Hice mención en un relato anterior a una visita a Sedella el mes de julio de dos mil diez y a las actuaciones que con financiación de la Diputación estaban en marcha en la localidad que extiende sus casas blancas en las faldas de La Maroma. Pues bien, cinco años atrás, el veinte de julio de dos mil seis, cuando más convenía para amortiguar el efecto de las altas temperaturas, inauguramos la piscina pública. Asistí a la apertura de varias de ellas a lo largo de la provincia y la secuencia del acto siempre tuvo el mismo desenlace: la zambullida alborozada de los chiquillos del lugar. Pude observar en tales ocasiones que el entusiasmo con el que los niños del presente se lanzan a la piscina es el mismo que mostrábamos hace casi medio siglo cuando a falta de modernos equipamientos deportivos y de ocio en nuestros pueblos calmábamos los rigores del verano en las pozas de los arroyos.

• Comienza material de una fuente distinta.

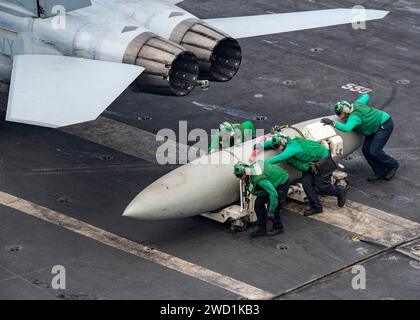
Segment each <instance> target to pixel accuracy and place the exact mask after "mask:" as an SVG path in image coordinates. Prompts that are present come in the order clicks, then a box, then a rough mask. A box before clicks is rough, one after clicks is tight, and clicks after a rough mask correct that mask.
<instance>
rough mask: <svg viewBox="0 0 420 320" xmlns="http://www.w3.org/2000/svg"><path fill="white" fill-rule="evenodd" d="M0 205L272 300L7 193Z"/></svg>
mask: <svg viewBox="0 0 420 320" xmlns="http://www.w3.org/2000/svg"><path fill="white" fill-rule="evenodd" d="M0 204H1V205H4V206H6V207H9V208H12V209H15V210H18V211H20V212H23V213H26V214H28V215H31V216H33V217H36V218H38V219H41V220H43V221H47V222H50V223H53V224H55V225H58V226H60V227H63V228H65V229H67V230H70V231H72V232H75V233H78V234H80V235H83V236H85V237H88V238H90V239H93V240H96V241H99V242H101V243H103V244H106V245H108V246H111V247H113V248H116V249H118V250H121V251H124V252H127V253H129V254H132V255H135V256H137V257H140V258H143V259H146V260H148V261H151V262H154V263H157V264H159V265H162V266H164V267H167V268H170V269H172V270H175V271H178V272H181V273H183V274H185V275H188V276H191V277H193V278H196V279H199V280H201V281H205V282H207V283H210V284H212V285H215V286H218V287H220V288H223V289H225V290H228V291H230V292H233V293H235V294H237V295H239V296H241V297H243V298H246V299H252V300H257V299H269V298H271V297H273V296H274V294H272V293H270V292H267V291H264V290H261V289H259V288H256V287H253V286H251V285H249V284H246V283H244V282H241V281H239V280H236V279H233V278H231V277H228V276H225V275H222V274H220V273H217V272H214V271H211V270H209V269H207V268H204V267H201V266H199V265H196V264H193V263H191V262H188V261H185V260H182V259H180V258H177V257H174V256H171V255H169V254H167V253H164V252H162V251H159V250H155V249H152V248H149V247H147V246H144V245H141V244H139V243H137V242H133V241H130V240H128V239H125V238H122V237H120V236H118V235H115V234H113V233H110V232H107V231H105V230H102V229H99V228H97V227H95V226H92V225H90V224H87V223H85V222H82V221H80V220H77V219H74V218H71V217H68V216H66V215H64V214H62V213H59V212H56V211H53V210H50V209H48V208H45V207H42V206H39V205H37V204H34V203H32V202H29V201H27V200H24V199H21V198H18V197H15V196H12V195H10V194H8V193H5V192H0Z"/></svg>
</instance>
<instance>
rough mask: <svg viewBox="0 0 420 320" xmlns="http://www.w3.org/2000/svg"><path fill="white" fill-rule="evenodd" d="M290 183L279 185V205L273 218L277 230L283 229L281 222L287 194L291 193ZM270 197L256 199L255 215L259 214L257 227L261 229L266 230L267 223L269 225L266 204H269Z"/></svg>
mask: <svg viewBox="0 0 420 320" xmlns="http://www.w3.org/2000/svg"><path fill="white" fill-rule="evenodd" d="M289 186H290V181H289V180H287V181H286V182H285V183H283V184H281V185H279V186H278V187H277V188H276V190H277V195H278V204H277V208H276V210H275V211H274V218H273V227H274V228H275V229H281V228H283V223H282V222H281V215H280V213H281V210H282V209H283V206H284V203H285V202H286V198H287V193H288V191H289ZM269 202H270V197H269V196H268V195H267V196H262V197H257V198H256V199H255V207H254V210H255V213H256V214H257V226H258V228H261V229H266V225H267V224H266V223H267V208H266V206H265V205H266V204H269Z"/></svg>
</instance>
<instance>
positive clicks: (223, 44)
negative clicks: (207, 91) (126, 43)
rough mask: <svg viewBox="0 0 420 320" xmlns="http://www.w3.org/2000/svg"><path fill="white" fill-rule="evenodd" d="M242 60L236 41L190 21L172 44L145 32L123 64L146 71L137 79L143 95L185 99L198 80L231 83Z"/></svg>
mask: <svg viewBox="0 0 420 320" xmlns="http://www.w3.org/2000/svg"><path fill="white" fill-rule="evenodd" d="M241 60H242V53H241V48H240V46H239V43H238V41H237V40H235V39H233V38H231V37H229V36H228V35H226V34H224V33H223V32H220V31H218V30H216V29H214V28H212V27H210V26H208V25H206V24H205V23H203V22H201V21H199V20H196V19H188V20H185V21H183V22H181V23H180V24H179V25H178V26H177V27H176V28H175V29H174V31H173V32H172V35H171V37H170V40H169V41H168V40H166V39H164V38H161V37H159V36H157V35H156V34H154V33H152V32H146V33H143V34H141V35H139V36H138V37H136V38H135V39H134V40H133V41H132V42H131V43H130V45H129V46H128V48H127V49H126V52H125V55H124V60H123V62H124V63H128V64H136V65H139V66H142V67H144V68H146V70H145V71H144V72H143V74H142V75H141V76H140V77H139V78H138V79H137V85H138V86H139V88H140V89H141V90H142V91H145V92H149V93H156V94H168V95H176V96H185V95H187V94H189V93H190V92H191V91H193V90H194V88H195V86H196V85H197V82H198V81H199V80H210V81H229V80H231V79H232V78H233V77H234V76H235V75H236V73H237V72H238V70H239V67H240V64H241Z"/></svg>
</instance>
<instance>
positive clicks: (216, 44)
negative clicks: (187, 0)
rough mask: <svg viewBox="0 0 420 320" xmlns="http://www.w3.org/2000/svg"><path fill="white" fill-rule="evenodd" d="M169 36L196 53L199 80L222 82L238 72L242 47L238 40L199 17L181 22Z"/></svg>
mask: <svg viewBox="0 0 420 320" xmlns="http://www.w3.org/2000/svg"><path fill="white" fill-rule="evenodd" d="M170 39H171V41H173V42H175V43H177V44H179V45H181V46H182V47H183V48H185V49H187V50H189V51H191V52H192V53H194V54H195V55H196V56H197V58H198V62H199V65H200V79H201V80H213V81H221V82H225V81H229V80H231V79H232V78H233V77H234V76H235V75H236V73H237V72H238V71H239V67H240V65H241V61H242V50H241V47H240V45H239V43H238V41H237V40H235V39H233V38H231V37H229V36H228V35H227V34H225V33H224V32H222V31H219V30H217V29H215V28H213V27H211V26H209V25H207V24H205V23H204V22H202V21H200V20H196V19H188V20H185V21H183V22H181V23H180V24H179V25H178V26H177V27H176V28H175V29H174V31H173V32H172V35H171V37H170Z"/></svg>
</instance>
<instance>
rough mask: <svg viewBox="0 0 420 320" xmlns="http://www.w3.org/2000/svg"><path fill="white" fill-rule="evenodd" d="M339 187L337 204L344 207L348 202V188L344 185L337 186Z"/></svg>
mask: <svg viewBox="0 0 420 320" xmlns="http://www.w3.org/2000/svg"><path fill="white" fill-rule="evenodd" d="M337 189H338V196H337V205H338V207H339V208H342V207H344V205H345V204H346V193H347V191H346V189H344V188H342V187H337Z"/></svg>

A pesar de los niños expectantes, a pesar de la asfixia de los casi cuarenta grados y a pesar de ese agua azul y provocadora, ahí estamos Paco y yo, de rigurosa etiqueta, con los cuellos bien abotonados, las corbatas en su sitio y las chaquetas definiendo una actitud que hoy entiendo injustificada porque ni la razón ni el protocolo deben imponer medidas tan fuera de lugar. La alcaldesa y los alcaldes asistentes, afortunadamente para ellos, ya lo entendían entonces.
Antes de subir a Sedella acompañé a Cristina Narbona, Ministra de Medio Ambiente, y al Alcalde de Algarrobo, Enrique Rojas, en la inauguración del paseo marítimo de la localidad. Como responsable público, cualquier acto de este tipo siempre me produjo la satisfacción de apreciar que nuestra provincia iba creciendo en posibilidades de aparecer atractiva ante los ojos de quienes, al desplazarse a ella, contribuyen a la fortaleza de la más importante de nuestras industrias.

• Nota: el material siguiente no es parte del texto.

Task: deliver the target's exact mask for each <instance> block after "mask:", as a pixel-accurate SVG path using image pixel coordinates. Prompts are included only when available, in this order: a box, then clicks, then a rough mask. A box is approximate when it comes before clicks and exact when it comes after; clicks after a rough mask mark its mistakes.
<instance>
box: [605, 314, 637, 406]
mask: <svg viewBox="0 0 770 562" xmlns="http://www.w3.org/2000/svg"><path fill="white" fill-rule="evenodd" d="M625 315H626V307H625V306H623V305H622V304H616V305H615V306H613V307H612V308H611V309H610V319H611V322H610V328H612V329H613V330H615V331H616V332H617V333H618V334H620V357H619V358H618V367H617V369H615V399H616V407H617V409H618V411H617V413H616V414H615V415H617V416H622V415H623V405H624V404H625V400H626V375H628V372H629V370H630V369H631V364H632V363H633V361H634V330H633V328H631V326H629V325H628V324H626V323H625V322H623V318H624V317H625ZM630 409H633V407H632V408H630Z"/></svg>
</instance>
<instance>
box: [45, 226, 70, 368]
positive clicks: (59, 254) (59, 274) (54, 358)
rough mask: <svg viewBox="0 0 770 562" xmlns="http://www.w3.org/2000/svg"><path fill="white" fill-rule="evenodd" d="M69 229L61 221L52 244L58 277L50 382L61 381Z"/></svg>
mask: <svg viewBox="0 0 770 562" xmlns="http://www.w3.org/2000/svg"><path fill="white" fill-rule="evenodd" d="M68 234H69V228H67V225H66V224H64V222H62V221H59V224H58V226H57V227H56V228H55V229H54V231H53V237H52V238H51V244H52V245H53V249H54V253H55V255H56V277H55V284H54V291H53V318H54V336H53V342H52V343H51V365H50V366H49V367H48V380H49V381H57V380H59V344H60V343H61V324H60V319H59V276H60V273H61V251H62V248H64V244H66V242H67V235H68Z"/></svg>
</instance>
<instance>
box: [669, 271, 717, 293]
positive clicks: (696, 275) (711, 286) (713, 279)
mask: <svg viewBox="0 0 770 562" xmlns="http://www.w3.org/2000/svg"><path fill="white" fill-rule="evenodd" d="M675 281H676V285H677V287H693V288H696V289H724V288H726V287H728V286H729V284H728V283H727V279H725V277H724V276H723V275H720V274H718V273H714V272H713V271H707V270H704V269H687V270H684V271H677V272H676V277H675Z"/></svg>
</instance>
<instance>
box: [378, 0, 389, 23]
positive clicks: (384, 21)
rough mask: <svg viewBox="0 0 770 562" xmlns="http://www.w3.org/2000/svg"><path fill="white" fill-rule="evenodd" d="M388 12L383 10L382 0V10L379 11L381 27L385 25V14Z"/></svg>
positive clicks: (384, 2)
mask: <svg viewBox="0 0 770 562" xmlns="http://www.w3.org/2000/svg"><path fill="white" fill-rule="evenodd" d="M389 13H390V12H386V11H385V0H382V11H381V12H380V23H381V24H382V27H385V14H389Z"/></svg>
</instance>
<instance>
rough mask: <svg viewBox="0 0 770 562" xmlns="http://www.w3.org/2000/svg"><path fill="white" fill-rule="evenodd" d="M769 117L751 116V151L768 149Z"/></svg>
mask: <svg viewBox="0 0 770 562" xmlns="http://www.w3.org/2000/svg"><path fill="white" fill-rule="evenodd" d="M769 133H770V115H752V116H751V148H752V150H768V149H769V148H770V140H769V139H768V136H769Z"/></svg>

Pero en la ocasión que relato, la sensación era doble, porque la zona tiene para mí una referencia afectiva muy acentuada. Conocí el escenario de la fotografía cuando la de Algarrobo Costa era una playa virgen y entre ella y la N-340 se cultivaban cañas de azúcar y se habilitaba un circunstancial campo de fútbol una vez terminada la zafra. Muchas tardes bajé con los compañeros del internado de Trayamar a jugar al fútbol y a practicar la natación en una playa en la que sólo nosotros éramos los únicos elementos ajenos a su primitiva naturaleza.

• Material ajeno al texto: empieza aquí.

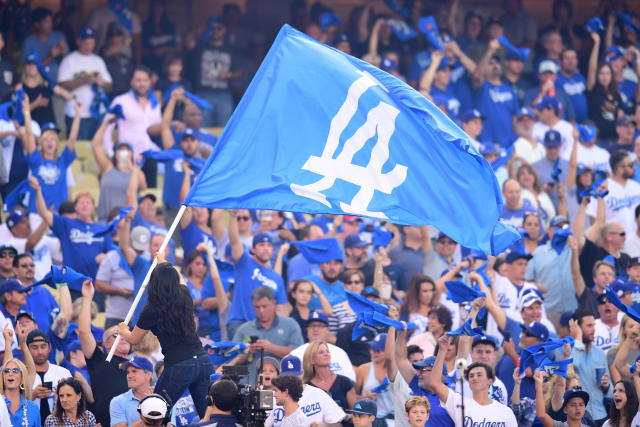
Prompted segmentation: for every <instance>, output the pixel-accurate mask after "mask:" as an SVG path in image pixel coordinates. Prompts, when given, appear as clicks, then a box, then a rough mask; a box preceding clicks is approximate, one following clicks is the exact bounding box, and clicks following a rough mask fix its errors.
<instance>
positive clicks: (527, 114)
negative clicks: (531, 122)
mask: <svg viewBox="0 0 640 427" xmlns="http://www.w3.org/2000/svg"><path fill="white" fill-rule="evenodd" d="M524 116H529V117H531V118H533V119H534V120H535V118H536V113H534V112H533V110H532V109H531V108H528V107H522V108H521V109H519V110H518V120H520V119H521V118H523V117H524Z"/></svg>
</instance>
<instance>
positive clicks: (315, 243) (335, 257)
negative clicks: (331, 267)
mask: <svg viewBox="0 0 640 427" xmlns="http://www.w3.org/2000/svg"><path fill="white" fill-rule="evenodd" d="M291 244H293V245H295V246H296V247H297V248H298V250H299V251H300V253H301V254H302V256H303V257H304V258H305V259H306V260H307V261H309V262H310V263H311V264H321V263H323V262H329V261H333V260H334V259H340V260H341V259H342V258H343V256H342V249H341V248H340V244H339V243H338V240H336V239H335V238H333V237H330V238H327V239H316V240H301V241H298V242H291Z"/></svg>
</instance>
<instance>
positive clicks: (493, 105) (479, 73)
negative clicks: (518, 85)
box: [473, 40, 518, 147]
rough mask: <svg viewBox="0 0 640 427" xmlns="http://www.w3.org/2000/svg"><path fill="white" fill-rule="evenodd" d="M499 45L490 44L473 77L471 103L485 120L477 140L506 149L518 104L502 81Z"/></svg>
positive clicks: (516, 101) (512, 91) (501, 70)
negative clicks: (485, 118)
mask: <svg viewBox="0 0 640 427" xmlns="http://www.w3.org/2000/svg"><path fill="white" fill-rule="evenodd" d="M499 48H500V42H498V41H497V40H491V41H490V42H489V49H487V52H486V53H485V55H484V57H483V58H482V60H481V61H480V62H479V63H478V66H477V67H476V70H475V72H474V73H473V90H474V103H475V106H476V108H477V109H478V110H480V112H481V113H482V114H483V115H485V116H486V117H487V119H486V120H485V122H484V126H483V129H482V134H481V137H480V139H481V140H483V141H492V142H497V143H500V145H502V146H504V147H506V146H508V145H510V143H512V142H513V140H514V138H513V137H514V132H513V118H514V117H515V115H516V114H517V113H518V100H517V98H516V94H515V93H514V92H513V89H512V88H511V87H510V86H509V85H507V84H505V83H504V82H503V81H502V64H501V63H500V58H499V57H498V56H497V55H496V51H497V50H498V49H499Z"/></svg>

Hoy hace un año que, en el vestíbulo de la sede de la Diputación de Málaga, inauguramos la exposición “Blas Infante, Andaluz Universal”, organizada por el Centro de Estudios Andaluces con motivo de haber sido declarado dos mil diez como año de Blas Infante, al cumplirse el CXXV aniversario de su nacimiento. La exposición inició su recorrido en Málaga, para viajar después a las otras siete capitales andaluzas. Y es que nuestra provincia no sólo fue determinante en la vida de Blas Infante por razón de su nacimiento en Casares, sino que está presente a través de sus períodos de estudios en Archidona y en la capital y en el papel que Ronda jugó para consolidar su compromiso con Andalucía.
En una sociedad como la nuestra, tan dado a la exaltación de símbolos vacíos de contenido, evocar la figura de Blas Infante trasciende la mitomanía, porque conocer el pensamiento y el ejemplo del notario asesinado por la única culpa de reclamar justicia para una tierra indignamente tratada debe suponer para todo andaluz consciente la profundización en las huellas de nuestra identidad y la implicación en la tarea de superar los retos que en el presente afronta nuestra tierra.